Thompson Valley Photo credit: Edible Magazine

Thompson Valley Photo credit: Edible Magazine










From experience, a visit to British Columbia’s emerging wine regions is a rare pleasure, and getting off the beaten track is a great way to go.

Creston, Kootenays Photo credit:

Nestled against the US border, in southeastern BC, Creston is at the heart of the Kootenays wine region. This lush area is a recreation hub for nature lovers and outdoor enthusiasts. Vines were first planted here less than two decades ago, but today a small but bustling community of wineries has made their mark. Baillie-Grohman Estate Winery, Columbia Gardens Vineyard & Winery and Skimmerhorn Estate Winery produce an assortment of wines, including fine selections of Pinot Gris and Pinot Noir, but there are also two cideries in the neighborhood, and the respected Columbia Brewery.

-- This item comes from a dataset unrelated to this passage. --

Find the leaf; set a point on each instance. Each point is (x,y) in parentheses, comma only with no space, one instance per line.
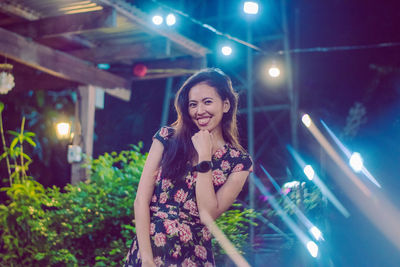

Privato Vineyard & Winery Photo credit: Edible Magazine

Where the Thompson and North Thompson Rivers collide, and anchored by Kamloops (the Tournament Capital of Canada), is the Thompson Valley. This rolling landscape, once buoyed by fur trade and the gold rush, is now a spirited young wine frontier. Harper’s Trail Estate Winery were the first to plant vines on their uncommon limestone soils less than a decade ago; they  were followed by Privato Vineyard & Winery (award winning Pinot Noirs and Chardonnays), Sagewood Winery, and Monte Creek Ranch Winery; the latter offers great al fresco dining in the warmer months. Mining for precious refreshments in the Thompson is simple: follow the rivers, and you will find the wine.


Monte Creek Ranch Winery Photo credit: Edible Magazine

Breathtaking, with thickly wooded hillsides and stunning vistas over the Shuswap and Little Shuswap lakes, the Shuswap GI is a mystical place. Its name is derived from the Secewpemc First Nations peoples; visiting there I felt that visceral connection to Secewpemc land and culture. Wine has been made in the region for more than two decades, and today, ten quaint cellars produce fresh wines (from varieties like Ortega, Kerner and Zweigelt) reflecting their cool-climate terroir. There are no sprawling vineyards here, like everything in the Shuswap, they are unassuming; small patchwork plots are dotted from Armstrong to beyond Salmon Arm. From the most established Larch Hills Winery to Sunnybrae Vineyards & Winery, Recline Ridge Vineyards & Winery, to Celesta Estate Winery in the far north of the region, the Shuswap is anything but ordinary.

Shuswap Photo credit: Edible Magazine

While BC wine regions are still sculpting their identities, it is abundantly apparent that together we are resolute, and our successes will continue to be shared—it’s written in the stars.